Скрежет возвестил, что кровать передвигают. Скрипнули под тяжестью пружины. Окно в своей функции громкоговорителя объявило, что говорит миссис Уоддингтон.
— Феррис?
— Мадам?
— Почему ваше положение щекотливое?
— Потому что я — заместитель, мадам.
— Что это означает?
— Я, мадам, представляю закон.
— Что? — переспросил лорд Ханстэнтон.
— Закон, — объяснила миссис Уоддингтон. — Он говорит, что представляет закон.
— Дайте
Воцарилась новая пауза, воспользовавшись которой, дворецкий стал массировать нывшие ступни.
— Эй!
— Милорд?
— Что за ерунда собачья? Какой-такой закон?
— Меня назначил полицейский офицер, который недавно ушел. Велел караулить вашу светлость и миссис Уоддингтон и следить, чтобы вы не совершили побег.
— Феррис, постарайтесь не говорить лишних глупостей. Соберитесь, напрягите извилины. Надеюсь, вы не предполагаете, что мы с миссис Уоддингтон совершили нечто дурное?
— Не мне судить об этом, милорд.
— Послушайте, Феррис. Давайте займемся суровой практической стороной дела. Если б старый феодальный дух еще не угас, вы бы совершили такой пустяк — выпустили нас отсюда из чистой преданности хозяйке. Но учитывая, что мы живем в коммерческую эпоху, сколько?
— Вы предлагаете мне взятку, милорд? Если я вас правильно понимаю, я должен предать оказанное мне доверие за деньги?
— Именно. Сколько?
— А сколько у вашей светлости есть?
— Что он сказал? — опять не вытерпела миссис Уоддингтон.
— Спрашивает, сколько у нас есть.
— Чего?
— Денег.
— Он хочет вытянуть из нас деньги?
— Похоже на то.
— Давайте
— Феррис!
— Мадам?
— Постыдились бы!
— Да, мадам.
— Ваше поведение меня изумляет! Оно мне противно… отвратительно…
— Очень хорошо, мадам.
— С этой минуты вы больше не служите у меня!
— Как пожелаете, мадам.
Миссис Уоддингтон отвернулась для короткого совещания.
— Феррис! — снова вернулась она к окну.
— Мадам?
— Все, что у нас есть. Держите! Двести пятнадцать долларов.
— Сумма вполне приемлемая, мадам.
— Тогда будьте добры, поторопитесь и отоприте дверь!
— Слушаюсь, мадам.
Миссис Уоддингтон сердито перебирала ногами.

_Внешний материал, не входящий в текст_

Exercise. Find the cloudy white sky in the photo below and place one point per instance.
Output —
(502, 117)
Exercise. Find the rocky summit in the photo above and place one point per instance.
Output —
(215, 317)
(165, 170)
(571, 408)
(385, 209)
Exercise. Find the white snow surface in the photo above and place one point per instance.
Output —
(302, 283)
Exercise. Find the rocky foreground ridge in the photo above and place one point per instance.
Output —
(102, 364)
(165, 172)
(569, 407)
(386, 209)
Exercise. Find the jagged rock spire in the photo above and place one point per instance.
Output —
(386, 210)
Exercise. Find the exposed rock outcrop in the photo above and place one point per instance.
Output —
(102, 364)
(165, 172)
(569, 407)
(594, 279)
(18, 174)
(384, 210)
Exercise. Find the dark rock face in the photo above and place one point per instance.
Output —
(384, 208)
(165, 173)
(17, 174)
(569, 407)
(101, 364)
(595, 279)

Убегали минуты.
— Мадам!
— Ну, что еще?
— Сожалею, мадам, но должен сообщить, — почтительно проговорил Феррис, — что полисмен унес с собой ключ!
ГЛАВА XVIII
Джорджу потребовалось немало времени, чтобы дозвониться до дома в Хэмстеде, но наконец он дозвонился. Однако ему сообщили одно — что Молли нет. Она заезжала на своем двухместном автомобиле, проинформировал его шведский голос, но, пробыв дома совсем немного, уехала снова.
— Превосходно! — воскликнул Джордж, когда его собеседник уже перешел на родной язык.
Бурлящее расположение к ближним переполняло его, когда он вешал трубку. Если Молли уже выехала в Нью-Йорк, то ждать ее можно с минуты на минуту. Сердце его ликовало, и соображения о том, что пребывает он в незавидном статусе беглеца, да еще вдобавок полицейская ищейка, кровно заинтересованная в его местонахождении, шныряет где-то поблизости, совершенно позабылись. Пренебрегши всякой осторожностью (хотя, казалось бы, именно она должна бы заботить человека в его ситуации), Джордж разразился веселой песенкой.
— Эй, Пинч!
Джордж, как раз забравшийся на высокую ноту, спустился на землю, заледенев от страха. Первым его порывом было — стрелой метнуться в спальню и забиться под кровать; в этом у него уже появилась известная сноровка. Потом верх взял разум, и паника поугасла. Только один его знакомый мог обратиться к нему «Эй, Пинч!».
— Мистер Уоддингтон? — пробормотал он, открывая дверь гостиной.
— А кто же еще? — Аромат свежей сигары защекотал ноздри Джорджа. — У тебя, что, света нет в этой твоей квартирёшке?